The crack is too wide to protect. There is no belay, only clods of dirt. I have no choice: I tie into them with a sling. The wind is now howling. My eyes are so packed with dirt I can no longer keep them open. I scream instructions for Todd, 175 feet below, and he screams back at me, but neither of us can make out what the other is saying. I yell myself hoarse trying to make sure he knows he can’t fall, no matter what. The dirt-clod belay would not hold us.
We are trapped midway up our mythical wall. The sun is falling from the sky, the wind screeching. We can’t communicate. We have no alternative but to go on instinct and experience.
With my eyes crusted shut, I feel the ropes. At the slightest change in tension, I delicately pull up rope. Time is of no importance. As long as Todd doesn’t fall and pull us both to our deaths, I could belay for hours, days, weeks. I go into a half-conscious state, concentrating on sending good vibes through my fingers down inside the rope to Todd.

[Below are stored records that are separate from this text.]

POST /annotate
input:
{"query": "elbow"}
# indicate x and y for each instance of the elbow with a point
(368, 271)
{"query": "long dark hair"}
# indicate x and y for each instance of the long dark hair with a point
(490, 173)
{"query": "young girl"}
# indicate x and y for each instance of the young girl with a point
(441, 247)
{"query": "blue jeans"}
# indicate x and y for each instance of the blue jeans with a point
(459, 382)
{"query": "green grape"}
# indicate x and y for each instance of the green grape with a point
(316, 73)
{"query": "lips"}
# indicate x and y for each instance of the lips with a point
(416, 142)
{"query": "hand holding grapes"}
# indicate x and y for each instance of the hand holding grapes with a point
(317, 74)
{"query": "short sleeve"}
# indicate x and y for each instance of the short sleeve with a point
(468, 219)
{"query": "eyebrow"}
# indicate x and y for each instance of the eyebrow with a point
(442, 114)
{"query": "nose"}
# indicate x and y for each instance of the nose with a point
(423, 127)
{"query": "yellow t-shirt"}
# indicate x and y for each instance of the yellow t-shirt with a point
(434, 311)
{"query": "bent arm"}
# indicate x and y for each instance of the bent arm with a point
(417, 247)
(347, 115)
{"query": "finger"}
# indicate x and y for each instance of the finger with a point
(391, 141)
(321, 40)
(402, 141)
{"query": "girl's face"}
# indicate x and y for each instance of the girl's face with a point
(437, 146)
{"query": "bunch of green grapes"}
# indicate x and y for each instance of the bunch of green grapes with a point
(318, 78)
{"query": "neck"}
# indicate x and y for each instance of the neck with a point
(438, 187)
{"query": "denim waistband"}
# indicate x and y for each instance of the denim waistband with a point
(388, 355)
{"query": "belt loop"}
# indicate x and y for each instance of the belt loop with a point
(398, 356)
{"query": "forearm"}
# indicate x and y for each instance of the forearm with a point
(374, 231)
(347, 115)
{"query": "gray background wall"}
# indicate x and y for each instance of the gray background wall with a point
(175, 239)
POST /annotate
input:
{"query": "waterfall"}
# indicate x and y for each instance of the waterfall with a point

The next time I open my eyes, Todd has climbed through the roof and heaves into view on the face below me. He motions for me to pull up the haul line, which I do. Knotted to the end, I’m everlastingly grateful to find, is a cam that Todd had removed from the crack below. I jam it deep into the crack, and it’s solid enough to anchor a fall. Suddenly I have a real belay.
When Todd climbs up to me he’s as shaken as I am.
“Holy Christ, hombre! That’s harder than any 5.12 I’ve ever done! I would never have led it.”
“You did, Todd. We both did.”
There are two more difficult pitches to the top. It’s dark when we pull over the lip. In a summit cave we gather wood and make a fire and settle in for a long, garrulous bivouac.
THE ASHES ARE COLD and we’re stiff as wood when the sky finally begins to lighten. It will take us half a day to find our way off the mountain. For the first time, we’re actually talking about climbing, the pretext for our adventure in Mexico.
We agree that the middle pitch was absurdly dangerous, deserving of an X, or death fall, rating. We thus dub it the Dos Equis pitch.
And a name for the climb itself? El Vedauwoo.